This small collection of letters provides a wonderful chronological thread, not to the battles for which Nelson is renowned, but to his personal life, physically and emotionally.
They begin with a rare right-handed letter (lot 84) written during one of the assaults on Corsica where in July he was to lose the sight of his right eye. Three years later, after the Battle of Cape St Vincent in February 1797 had made him famous, he was also to lose his right arm, which was amputated during an unsuccessful assault on Tenerife on 25 July that year. Only six weeks after that, he was already writing with his left hand in a remarkably legible way (lot 85). He was, however, in acute pain for some months until December when the stump started to heal and he wrote his historic note to the Rector of St George’s in Hanover Square (lot 86), evocatively thanking God for his recovery from the wound.

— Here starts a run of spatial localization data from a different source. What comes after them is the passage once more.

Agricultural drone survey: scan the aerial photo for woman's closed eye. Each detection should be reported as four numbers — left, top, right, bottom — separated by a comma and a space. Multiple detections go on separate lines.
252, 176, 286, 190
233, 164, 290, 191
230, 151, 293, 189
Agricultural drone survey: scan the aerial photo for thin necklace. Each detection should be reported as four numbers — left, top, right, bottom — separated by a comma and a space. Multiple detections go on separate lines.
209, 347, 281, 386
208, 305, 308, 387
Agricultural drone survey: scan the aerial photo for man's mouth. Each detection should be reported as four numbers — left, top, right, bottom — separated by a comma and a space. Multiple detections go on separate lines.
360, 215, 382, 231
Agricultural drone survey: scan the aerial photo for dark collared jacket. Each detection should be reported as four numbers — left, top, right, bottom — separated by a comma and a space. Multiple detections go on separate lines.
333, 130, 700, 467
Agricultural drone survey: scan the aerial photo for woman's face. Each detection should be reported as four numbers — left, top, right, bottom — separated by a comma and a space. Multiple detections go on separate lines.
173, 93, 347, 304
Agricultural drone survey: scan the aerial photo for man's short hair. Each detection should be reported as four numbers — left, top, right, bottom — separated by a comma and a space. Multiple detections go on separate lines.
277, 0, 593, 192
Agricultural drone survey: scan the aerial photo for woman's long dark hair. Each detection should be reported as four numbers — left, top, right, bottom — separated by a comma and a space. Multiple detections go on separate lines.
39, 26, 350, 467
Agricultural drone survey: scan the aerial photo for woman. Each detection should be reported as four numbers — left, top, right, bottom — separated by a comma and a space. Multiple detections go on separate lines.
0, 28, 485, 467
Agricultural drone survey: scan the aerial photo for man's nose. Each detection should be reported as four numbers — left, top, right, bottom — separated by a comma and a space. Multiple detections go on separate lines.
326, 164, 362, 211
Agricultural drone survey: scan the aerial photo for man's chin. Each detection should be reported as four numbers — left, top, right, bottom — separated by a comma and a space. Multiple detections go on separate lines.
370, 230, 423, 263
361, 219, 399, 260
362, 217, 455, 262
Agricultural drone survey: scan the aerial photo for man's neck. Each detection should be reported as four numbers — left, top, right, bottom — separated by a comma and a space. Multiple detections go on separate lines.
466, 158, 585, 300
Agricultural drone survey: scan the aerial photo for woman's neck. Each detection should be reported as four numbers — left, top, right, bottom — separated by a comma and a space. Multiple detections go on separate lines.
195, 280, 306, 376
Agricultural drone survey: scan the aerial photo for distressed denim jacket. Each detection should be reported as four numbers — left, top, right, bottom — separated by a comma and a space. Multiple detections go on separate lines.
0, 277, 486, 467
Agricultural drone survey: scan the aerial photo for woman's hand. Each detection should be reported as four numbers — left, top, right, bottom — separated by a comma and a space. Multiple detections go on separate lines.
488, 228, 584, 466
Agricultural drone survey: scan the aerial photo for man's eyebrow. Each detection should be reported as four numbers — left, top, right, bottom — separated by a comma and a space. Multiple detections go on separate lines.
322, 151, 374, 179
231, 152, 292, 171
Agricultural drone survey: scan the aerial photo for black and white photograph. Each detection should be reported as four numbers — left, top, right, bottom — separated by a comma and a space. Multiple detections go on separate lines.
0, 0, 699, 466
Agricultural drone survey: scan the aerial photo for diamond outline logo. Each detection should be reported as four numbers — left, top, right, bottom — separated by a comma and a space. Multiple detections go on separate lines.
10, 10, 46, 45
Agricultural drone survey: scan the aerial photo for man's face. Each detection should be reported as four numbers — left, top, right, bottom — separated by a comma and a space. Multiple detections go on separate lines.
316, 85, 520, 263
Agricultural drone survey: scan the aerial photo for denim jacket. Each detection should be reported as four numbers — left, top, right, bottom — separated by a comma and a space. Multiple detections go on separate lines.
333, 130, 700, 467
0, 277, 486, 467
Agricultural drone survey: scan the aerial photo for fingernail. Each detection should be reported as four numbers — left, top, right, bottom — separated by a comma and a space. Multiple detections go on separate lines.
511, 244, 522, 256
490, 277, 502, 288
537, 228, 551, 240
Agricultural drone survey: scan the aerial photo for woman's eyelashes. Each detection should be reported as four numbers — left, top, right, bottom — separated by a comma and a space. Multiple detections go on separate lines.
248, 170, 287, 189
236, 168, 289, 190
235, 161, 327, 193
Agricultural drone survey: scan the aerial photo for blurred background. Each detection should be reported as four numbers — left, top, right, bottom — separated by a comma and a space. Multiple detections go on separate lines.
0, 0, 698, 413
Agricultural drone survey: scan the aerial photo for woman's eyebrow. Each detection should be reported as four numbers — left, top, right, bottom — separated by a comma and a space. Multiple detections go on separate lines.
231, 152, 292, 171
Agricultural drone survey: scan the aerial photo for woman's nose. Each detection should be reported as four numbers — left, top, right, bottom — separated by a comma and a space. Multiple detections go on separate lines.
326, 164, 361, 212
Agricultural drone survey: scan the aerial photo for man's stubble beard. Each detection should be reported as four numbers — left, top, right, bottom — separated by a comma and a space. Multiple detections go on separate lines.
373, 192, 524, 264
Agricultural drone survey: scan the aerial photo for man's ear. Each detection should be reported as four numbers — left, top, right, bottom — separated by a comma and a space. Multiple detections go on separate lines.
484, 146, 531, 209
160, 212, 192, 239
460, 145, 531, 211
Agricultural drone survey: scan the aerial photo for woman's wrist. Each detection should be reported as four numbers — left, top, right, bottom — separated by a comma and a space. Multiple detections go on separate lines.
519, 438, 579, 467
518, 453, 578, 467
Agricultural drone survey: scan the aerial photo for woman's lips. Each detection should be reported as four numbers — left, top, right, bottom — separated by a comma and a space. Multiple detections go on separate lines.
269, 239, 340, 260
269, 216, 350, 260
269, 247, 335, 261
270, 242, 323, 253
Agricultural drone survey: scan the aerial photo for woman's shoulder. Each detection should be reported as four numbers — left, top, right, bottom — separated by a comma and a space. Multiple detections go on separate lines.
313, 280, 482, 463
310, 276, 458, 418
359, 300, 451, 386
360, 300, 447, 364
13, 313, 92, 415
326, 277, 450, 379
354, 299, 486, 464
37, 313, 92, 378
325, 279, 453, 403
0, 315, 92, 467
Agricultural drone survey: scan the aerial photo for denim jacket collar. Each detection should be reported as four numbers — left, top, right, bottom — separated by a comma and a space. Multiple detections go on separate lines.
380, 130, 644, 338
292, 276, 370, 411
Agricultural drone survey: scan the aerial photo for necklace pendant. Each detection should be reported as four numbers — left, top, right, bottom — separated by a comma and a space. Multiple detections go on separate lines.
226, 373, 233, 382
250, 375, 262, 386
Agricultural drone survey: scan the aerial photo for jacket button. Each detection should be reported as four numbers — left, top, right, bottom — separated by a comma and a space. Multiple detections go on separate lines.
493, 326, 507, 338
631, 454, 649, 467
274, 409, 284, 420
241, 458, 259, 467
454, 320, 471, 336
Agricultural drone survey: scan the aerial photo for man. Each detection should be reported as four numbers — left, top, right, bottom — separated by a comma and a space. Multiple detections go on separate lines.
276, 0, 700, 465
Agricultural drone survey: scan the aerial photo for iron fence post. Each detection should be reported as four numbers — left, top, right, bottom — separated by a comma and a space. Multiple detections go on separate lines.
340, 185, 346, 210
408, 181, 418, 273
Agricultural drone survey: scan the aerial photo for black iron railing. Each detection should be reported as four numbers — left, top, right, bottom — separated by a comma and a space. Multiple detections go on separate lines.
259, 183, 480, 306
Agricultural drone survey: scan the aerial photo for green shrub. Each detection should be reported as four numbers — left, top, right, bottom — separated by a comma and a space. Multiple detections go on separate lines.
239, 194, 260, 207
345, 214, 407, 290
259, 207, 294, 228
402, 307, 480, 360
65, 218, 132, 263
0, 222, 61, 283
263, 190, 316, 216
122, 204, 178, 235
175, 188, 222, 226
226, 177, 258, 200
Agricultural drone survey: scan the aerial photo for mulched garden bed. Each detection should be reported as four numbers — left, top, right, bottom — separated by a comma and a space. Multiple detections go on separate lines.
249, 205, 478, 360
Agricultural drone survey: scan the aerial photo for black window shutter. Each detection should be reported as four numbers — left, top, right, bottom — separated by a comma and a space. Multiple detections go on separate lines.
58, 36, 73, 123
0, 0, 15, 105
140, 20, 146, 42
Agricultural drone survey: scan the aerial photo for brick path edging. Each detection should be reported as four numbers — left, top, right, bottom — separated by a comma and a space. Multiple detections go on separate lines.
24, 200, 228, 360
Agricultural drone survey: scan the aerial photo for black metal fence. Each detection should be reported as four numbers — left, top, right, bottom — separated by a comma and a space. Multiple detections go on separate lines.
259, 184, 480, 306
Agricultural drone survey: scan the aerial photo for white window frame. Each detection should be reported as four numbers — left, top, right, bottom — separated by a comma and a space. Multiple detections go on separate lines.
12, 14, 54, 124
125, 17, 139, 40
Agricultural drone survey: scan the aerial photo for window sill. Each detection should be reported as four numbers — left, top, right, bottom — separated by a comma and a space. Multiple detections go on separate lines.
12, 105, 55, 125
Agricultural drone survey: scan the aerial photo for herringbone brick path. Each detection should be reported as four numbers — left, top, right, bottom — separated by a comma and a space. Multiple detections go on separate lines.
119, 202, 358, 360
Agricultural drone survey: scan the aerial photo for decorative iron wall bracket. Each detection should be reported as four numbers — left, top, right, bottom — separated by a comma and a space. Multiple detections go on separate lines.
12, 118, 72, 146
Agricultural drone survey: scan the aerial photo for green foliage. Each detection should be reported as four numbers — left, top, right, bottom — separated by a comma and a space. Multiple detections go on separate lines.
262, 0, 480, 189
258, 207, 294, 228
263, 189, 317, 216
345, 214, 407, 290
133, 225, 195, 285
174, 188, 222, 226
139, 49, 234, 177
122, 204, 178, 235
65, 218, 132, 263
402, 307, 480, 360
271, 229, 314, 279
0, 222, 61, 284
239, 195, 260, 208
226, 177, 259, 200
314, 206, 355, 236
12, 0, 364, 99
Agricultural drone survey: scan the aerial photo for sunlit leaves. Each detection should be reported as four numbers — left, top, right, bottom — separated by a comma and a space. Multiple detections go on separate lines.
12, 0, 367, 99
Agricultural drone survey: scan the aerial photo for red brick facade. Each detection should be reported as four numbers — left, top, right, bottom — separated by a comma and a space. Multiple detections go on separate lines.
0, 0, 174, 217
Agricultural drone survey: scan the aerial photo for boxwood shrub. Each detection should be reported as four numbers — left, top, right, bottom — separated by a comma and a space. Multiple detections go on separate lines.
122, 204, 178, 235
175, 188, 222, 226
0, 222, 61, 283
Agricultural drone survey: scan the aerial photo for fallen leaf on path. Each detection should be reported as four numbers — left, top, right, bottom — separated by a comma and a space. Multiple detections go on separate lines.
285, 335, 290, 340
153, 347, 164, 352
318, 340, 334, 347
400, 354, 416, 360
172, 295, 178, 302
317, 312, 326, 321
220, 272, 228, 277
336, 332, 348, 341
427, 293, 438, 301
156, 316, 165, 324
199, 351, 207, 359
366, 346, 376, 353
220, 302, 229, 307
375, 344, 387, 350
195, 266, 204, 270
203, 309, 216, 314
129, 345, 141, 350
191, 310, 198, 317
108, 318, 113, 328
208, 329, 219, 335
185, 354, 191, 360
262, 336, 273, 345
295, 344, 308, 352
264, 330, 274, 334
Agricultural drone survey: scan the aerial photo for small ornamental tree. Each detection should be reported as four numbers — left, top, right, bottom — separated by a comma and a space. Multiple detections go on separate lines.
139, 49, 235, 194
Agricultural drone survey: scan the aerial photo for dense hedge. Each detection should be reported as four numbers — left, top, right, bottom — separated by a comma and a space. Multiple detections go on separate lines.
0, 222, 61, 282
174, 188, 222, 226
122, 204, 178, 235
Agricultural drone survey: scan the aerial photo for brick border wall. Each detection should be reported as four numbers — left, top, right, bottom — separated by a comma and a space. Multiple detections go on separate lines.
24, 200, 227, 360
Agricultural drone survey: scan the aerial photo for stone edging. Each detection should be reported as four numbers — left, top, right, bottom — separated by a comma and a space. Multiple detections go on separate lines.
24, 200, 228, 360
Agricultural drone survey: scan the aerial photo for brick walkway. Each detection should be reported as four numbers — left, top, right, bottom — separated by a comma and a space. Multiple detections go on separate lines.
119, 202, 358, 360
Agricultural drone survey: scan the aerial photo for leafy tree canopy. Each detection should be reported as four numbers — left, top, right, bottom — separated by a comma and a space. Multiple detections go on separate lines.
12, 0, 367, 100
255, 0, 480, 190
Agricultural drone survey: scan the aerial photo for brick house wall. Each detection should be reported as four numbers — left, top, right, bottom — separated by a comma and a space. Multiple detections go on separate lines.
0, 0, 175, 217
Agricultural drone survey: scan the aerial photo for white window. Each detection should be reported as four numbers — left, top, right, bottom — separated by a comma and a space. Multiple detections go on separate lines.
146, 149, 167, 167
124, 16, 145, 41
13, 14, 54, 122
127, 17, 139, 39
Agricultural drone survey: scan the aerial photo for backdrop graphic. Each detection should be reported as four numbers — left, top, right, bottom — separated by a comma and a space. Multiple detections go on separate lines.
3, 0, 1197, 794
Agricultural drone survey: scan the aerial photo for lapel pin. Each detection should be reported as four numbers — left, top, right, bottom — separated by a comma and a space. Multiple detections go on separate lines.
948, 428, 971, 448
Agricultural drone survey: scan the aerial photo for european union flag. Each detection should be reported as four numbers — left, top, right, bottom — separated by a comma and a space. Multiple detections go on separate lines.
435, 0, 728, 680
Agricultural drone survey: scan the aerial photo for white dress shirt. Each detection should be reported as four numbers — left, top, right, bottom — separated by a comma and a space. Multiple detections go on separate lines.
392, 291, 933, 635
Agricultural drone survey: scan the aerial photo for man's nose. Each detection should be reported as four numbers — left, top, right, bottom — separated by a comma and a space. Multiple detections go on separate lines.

Ten years before, in 1787, he had married Frances (Fanny) Nisbet. However, after the Battle of the Nile in August 1798 and his warm welcome to Naples from the British Envoy, Sir William Hamilton, he began a burgeoning relationship with Sir William’s wife, Lady Emma, such that by April 1799 he was having to write to Fanny (lot 87) in order to dissuade her, most insistently, from leaving England to come out to see him in Sicily where he was then residing with the Hamiltons. He finally returned to England in November 1800 and, following an unhappy scene with Fanny in January 1801, he never saw her again.
He departed that January for Plymouth for an expedition to the Baltic and his response in February (lot 88) to a flattering letter from a supporter in Exeter was written only days after he had learned that Emma had secretly given birth to their daughter, Horatia, on 29 January. Following success at the Battle of Copenhagen in April, when he raised his blind eye to the telescope so as not to see the signal to withdraw, he returned to England in July 1801. Two months later, with a loan from his prize agent and friend, Alexander Davison, he purchased Merton Place in Surrey where he lived with Emma and Sir William for over a year and a half.
When his father, the Reverend Edmund Nelson, visited Merton in November 1801, he saw his portrait hanging in a place of honour between portraits of Davison and Sir William. Only five months later, Edmund died, as Nelson was to tell Davison in a brief, but most poignant, letter (lot 89). A year later, in April 1803, Sir William also died. That summer Nelson returned to sea where he was to remain for two years – an extremely long absence from Emma, to whom he wrote passionately in April 1805 (lot 90). He was to see her again for only one final period when he was at Merton in the late summer of 1805. But then he set out to sea and on 21 October he was shot and killed as his fleet was destroying the combined French and Spanish fleet during his most acclaimed victory at the Battle of Trafalgar.